From 813a2f435cacf509d43be8e109498f7526d06d0c Mon Sep 17 00:00:00 2001
From: =?UTF-8?q?Philip=20M=C3=BCller?=
 <147368808+philip-paul-mueller@users.noreply.github.com>
Date: Fri, 25 Oct 2024 17:25:06 +0200
Subject: [PATCH] Modified `SDFGState.unordered_arglist()` (#1708)

This PR fixes the way how arguments are detected in scopes.

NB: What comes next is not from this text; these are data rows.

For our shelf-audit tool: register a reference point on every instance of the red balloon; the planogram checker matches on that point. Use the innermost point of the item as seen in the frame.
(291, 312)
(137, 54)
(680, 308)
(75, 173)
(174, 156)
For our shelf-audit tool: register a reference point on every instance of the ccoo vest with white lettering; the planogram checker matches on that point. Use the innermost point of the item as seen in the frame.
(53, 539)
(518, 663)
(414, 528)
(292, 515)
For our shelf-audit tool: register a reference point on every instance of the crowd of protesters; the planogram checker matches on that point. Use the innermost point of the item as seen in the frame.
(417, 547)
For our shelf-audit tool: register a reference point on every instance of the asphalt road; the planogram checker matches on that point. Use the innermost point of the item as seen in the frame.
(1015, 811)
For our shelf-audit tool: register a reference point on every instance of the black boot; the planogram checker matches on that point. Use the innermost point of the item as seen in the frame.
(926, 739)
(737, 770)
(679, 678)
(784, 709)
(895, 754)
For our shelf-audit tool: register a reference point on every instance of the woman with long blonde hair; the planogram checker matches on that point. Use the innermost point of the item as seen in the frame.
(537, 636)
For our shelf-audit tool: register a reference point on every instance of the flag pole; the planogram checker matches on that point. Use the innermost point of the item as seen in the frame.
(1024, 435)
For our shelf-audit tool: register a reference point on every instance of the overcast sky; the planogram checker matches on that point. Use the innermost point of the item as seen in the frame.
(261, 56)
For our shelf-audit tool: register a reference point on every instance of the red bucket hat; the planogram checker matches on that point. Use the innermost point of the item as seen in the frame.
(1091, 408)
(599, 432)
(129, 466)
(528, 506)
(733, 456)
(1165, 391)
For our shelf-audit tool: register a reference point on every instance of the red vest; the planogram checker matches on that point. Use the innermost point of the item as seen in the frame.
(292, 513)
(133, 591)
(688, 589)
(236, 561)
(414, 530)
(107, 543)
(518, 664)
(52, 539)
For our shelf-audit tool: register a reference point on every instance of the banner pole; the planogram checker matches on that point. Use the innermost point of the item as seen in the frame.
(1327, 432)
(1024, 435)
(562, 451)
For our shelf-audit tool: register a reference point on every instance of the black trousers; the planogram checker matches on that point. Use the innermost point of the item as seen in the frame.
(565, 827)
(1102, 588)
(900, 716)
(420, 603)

Technically this only affects GPU code generation, but it is a side
effect of how the code is generated.
In GPU mode a `Map` is translated into one kernel, for this reason a
signature must be computed (this is the reason why CPU code generation
is not affected, no function call is produced).
To compute this signature the `unsorted_arglist()` function scans what
is needed.
However, this was implemented not correctly.
Assume that AccessNode for array `A` is outside the map and inside the
map a temporary scalar, `tmp_in` is defined and initialized to `tmp_in =
A[__i0, __i1]`, see also this image:


![argliost_situation](https://github.com/user-attachments/assets/fdf54dea-4ef5-49be-8ce2-33b78ce5962d)

If the `data` property of the Memlet that connects the MapEntry with the
AccessNode for `tmp_in` is referencing `A` then the (old) function would
find that `A` is needed inside, although there is no AccessNode for `A`
inside the map.
If however, this Memlet referrers `tmp_in` (which is not super standard,
but should be allowed), then the old version would not pick up.
This would then lead to a code generation error.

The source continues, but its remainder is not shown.